Square Root Decomposition Technique
This technique is used to answer range queries. Among several other techniques that are used for the same purpose, I find this one to be the simplest of them all.
Before starting off with this technique, let's analyze why do we need it and how it help us optimize the solution to a problem.If you don't know what a range query is, I'll highly recommend reading about it here: RANGE QUERIES
Consider following problem statement:
Given an array of length N perform following two operations on it,
1. Insert new value at index i, where 0<=i<N
2. Calculate sum of all numbers in a given range of indices L to R in the array, such that 0<=L<=R<N.
2. Calculate sum of all numbers in a given range of indices L to R in the array, such that 0<=L<=R<N.
The first operation is very simple, we just need to change the value at given index in the array. This can be accomplished in O(1) time.
The naive approach to the second operation will be to loop from index L till index R while adding up all the numbers that occur in between them. In worst case, we had to loop through the entire array and hence the time complexity of this operation is O(N). If we had to perform this operation Q times, the time complexity then becomes O(Q*N), which is not good.
To optimize this, we make use of a technique called as Square Root Decomposition which performs this operation in O(√N).
What is Square Root Decomposition Technique?

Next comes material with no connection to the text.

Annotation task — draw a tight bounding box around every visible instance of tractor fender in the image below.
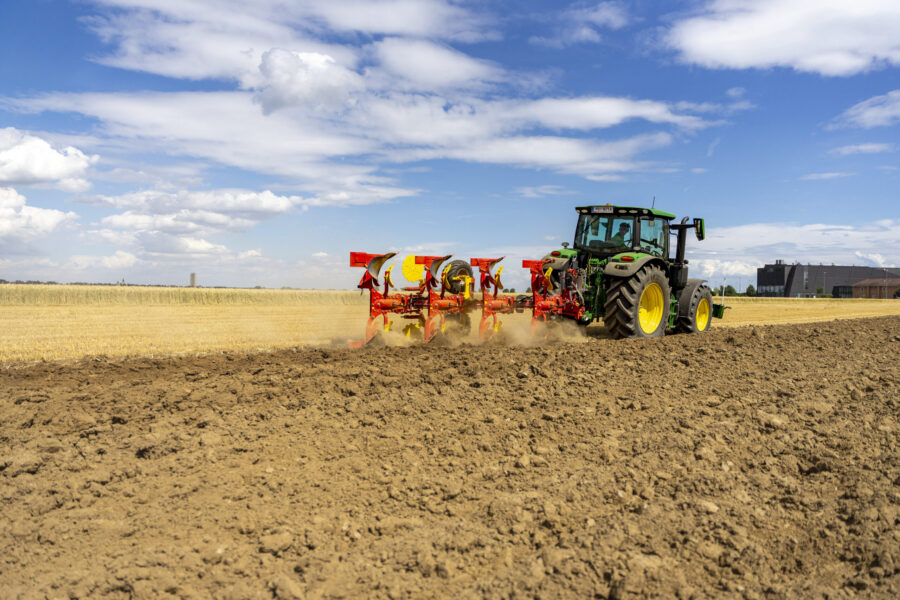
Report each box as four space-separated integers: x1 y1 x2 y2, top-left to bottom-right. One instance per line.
603 256 666 277
678 279 706 317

As the name suggests, it has a lot to do with square roots. In this technique, we divide the array into √N blocks, where N is the size of array. If N is not a perfect square, we consider the nearest perfect square value greater than N. E.g, if N = 13, we consider N=16 and hence we divide the array into √16=4 equal blocks, each of size √16=4. One thing to notice here is that, if array is divided into √N equal blocks, each block then contains √N elements (except the last one if N is not a perfect square).
Example:
In the above example, there are 7 elements in the array and hence we divide array into ceil(√7)=3 equal blocks, in which last block is partially filled up (since 7 is not a perfect square).

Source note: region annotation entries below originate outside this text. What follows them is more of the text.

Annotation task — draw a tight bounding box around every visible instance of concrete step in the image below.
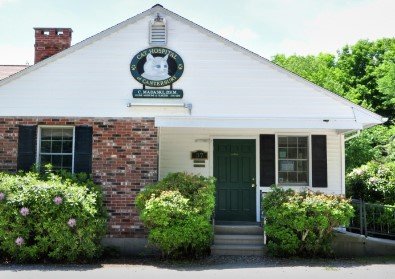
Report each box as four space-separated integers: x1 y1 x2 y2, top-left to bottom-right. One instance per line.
211 244 266 256
214 225 263 235
214 234 263 245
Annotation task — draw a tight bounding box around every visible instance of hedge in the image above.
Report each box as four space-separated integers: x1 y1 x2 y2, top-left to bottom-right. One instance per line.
136 173 215 257
0 172 107 262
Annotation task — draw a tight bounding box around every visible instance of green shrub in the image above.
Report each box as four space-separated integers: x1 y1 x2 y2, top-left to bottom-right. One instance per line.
263 187 354 256
346 161 395 205
136 173 215 257
0 172 107 261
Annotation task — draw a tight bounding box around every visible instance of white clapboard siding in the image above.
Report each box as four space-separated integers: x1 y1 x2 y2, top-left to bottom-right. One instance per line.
159 128 344 194
0 9 378 128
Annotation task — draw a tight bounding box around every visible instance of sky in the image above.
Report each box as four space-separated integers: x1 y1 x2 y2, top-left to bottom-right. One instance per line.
0 0 395 65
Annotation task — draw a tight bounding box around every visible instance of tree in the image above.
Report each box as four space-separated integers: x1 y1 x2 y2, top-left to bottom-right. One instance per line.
273 38 395 178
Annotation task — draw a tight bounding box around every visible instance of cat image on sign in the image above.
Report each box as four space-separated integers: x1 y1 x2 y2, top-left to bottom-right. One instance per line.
141 53 170 80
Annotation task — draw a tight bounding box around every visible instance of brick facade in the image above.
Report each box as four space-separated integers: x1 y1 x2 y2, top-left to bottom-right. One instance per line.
34 28 73 63
0 117 158 237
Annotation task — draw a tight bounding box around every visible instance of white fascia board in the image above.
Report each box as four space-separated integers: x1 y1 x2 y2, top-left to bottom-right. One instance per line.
155 117 363 130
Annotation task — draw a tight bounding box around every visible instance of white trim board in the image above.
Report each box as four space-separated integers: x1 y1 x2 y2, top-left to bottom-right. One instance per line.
0 5 387 130
209 135 261 222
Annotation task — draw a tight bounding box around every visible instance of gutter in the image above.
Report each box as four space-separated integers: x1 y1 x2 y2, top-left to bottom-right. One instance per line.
344 130 361 142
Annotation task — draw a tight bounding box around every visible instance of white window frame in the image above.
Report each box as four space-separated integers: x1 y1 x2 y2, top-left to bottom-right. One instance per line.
275 133 313 188
36 125 75 173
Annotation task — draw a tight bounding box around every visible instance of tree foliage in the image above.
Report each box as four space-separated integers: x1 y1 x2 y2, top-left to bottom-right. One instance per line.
273 38 395 190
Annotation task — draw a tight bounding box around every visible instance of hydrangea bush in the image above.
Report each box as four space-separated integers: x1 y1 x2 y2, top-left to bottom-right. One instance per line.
136 173 215 257
262 187 354 257
0 170 107 262
346 161 395 205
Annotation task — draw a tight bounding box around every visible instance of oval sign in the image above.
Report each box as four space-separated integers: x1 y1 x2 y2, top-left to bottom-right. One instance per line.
130 47 184 87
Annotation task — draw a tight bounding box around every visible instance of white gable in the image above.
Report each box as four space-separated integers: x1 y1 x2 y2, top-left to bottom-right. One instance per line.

Now, for each part, we calculate the sum of all the elements in it and store it in another array, say SUM[]. As there are 3 parts i.e. √7, the size of SUM[] will be 3 in this case. Each index in SUM[] will contain sum of all values in block corresponding to that index. Also, we don't create √N arrays as shown above. Instead, we access the original array in that fashion and store the sum of each block in SUM[] array as shown below.

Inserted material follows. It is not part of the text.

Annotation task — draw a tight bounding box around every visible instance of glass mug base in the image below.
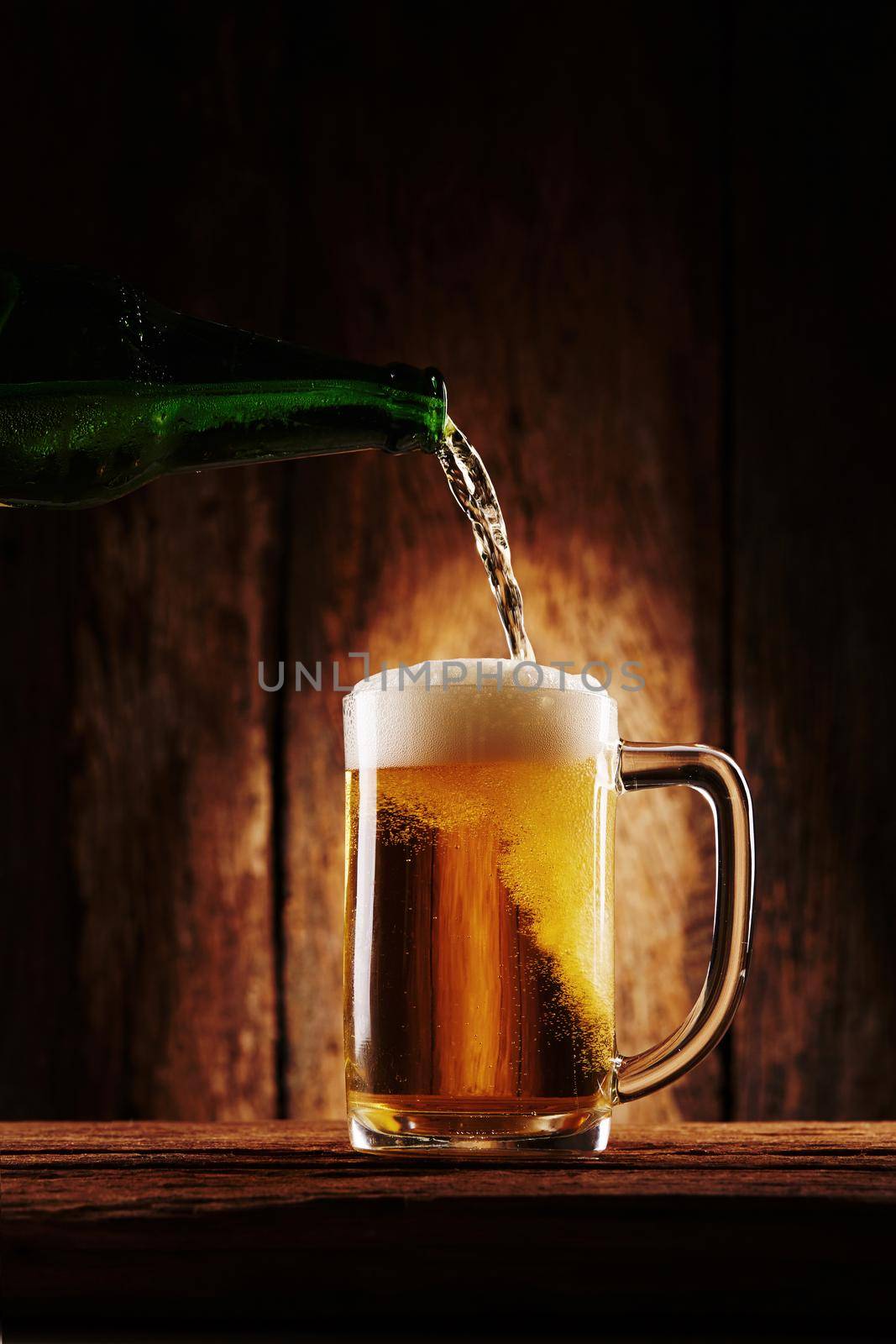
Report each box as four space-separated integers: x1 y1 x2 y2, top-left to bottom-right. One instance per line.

Now, our data structure is ready. It's time to create an algorithm for performing the given operations.
Operation 1: Find the sum of all numbers in a given range (L, R):
1. Calculate block number of L and R. (LBlock = L/√N, RBlock = R/√N)
2. Calculate the sum of all the blocks in between L's block and R's block from SUM[] array (excluding the blocks in which L and R reside). As maximum size of SUM[] is √N, we can have maximum √N iterations. Hence, this operation is performed in O(√N).
3. Calculate sum of all numbers in between L and end of L's block. This operation also requires O(√N) as maximum size of a block can be √N.
4. Calculate sum of all numbers in between start of R's block and R.
5. Add all the calculations obtained in steps 2, 3 and 4.
Overall time complexity of this operation would be: O(√N+ √N+ √N) = O(3√N) = O(√N).
Consider the example below:
In the above example, L=1, R=7,
LBlock=1/3=0, RBlock=7/3=2.
Hence, excluding block 0 and 2, calculate sum of all blocks in between them (i.e. SUM[1]=11, since there is only one block between block 0 and 2).
Now, calculate sum of all numbers from ARR[1] to ARR[2] (i.e. -2+6=4) and sum of all numbers from ARR[6] to ARR[7] (i.e. 10+(-4)=6).
Note: Starting of block can be calculated by block_no.*√N.
Therefore, ans=11+4+4=21.
Operation 2: Insert new value at index i, where 0<=i<N
1. Take out the number from ARR[i] into some other variable, say old_value.
2. Insert new value at ARR[i], i.e. ARR[i]=new_value
3. Calculate the block number of i by using block_no=i/√N.
4. Update SUM[block_no], i.e. SUM[block_no]=SUM[block_no]-old_value+new_value.
This operation can be performed in O(1) as we are directly inserting new value into array.
Overall time complexity of entire algorithm: O(√N).
Overall space complexity of entire algorithm: O(√N), since we only store SUM[] of size √N.
Code: SquareRootDecomposition.java
Problems based on Square Root Decomposition:
1. HackerEarth: Problems on Sqrt Decomposition
2. Codeforces: Subset Sums
3. CodeChef: HILLJUMP
1. Calculate block number of L and R. (LBlock = L/√N, RBlock = R/√N)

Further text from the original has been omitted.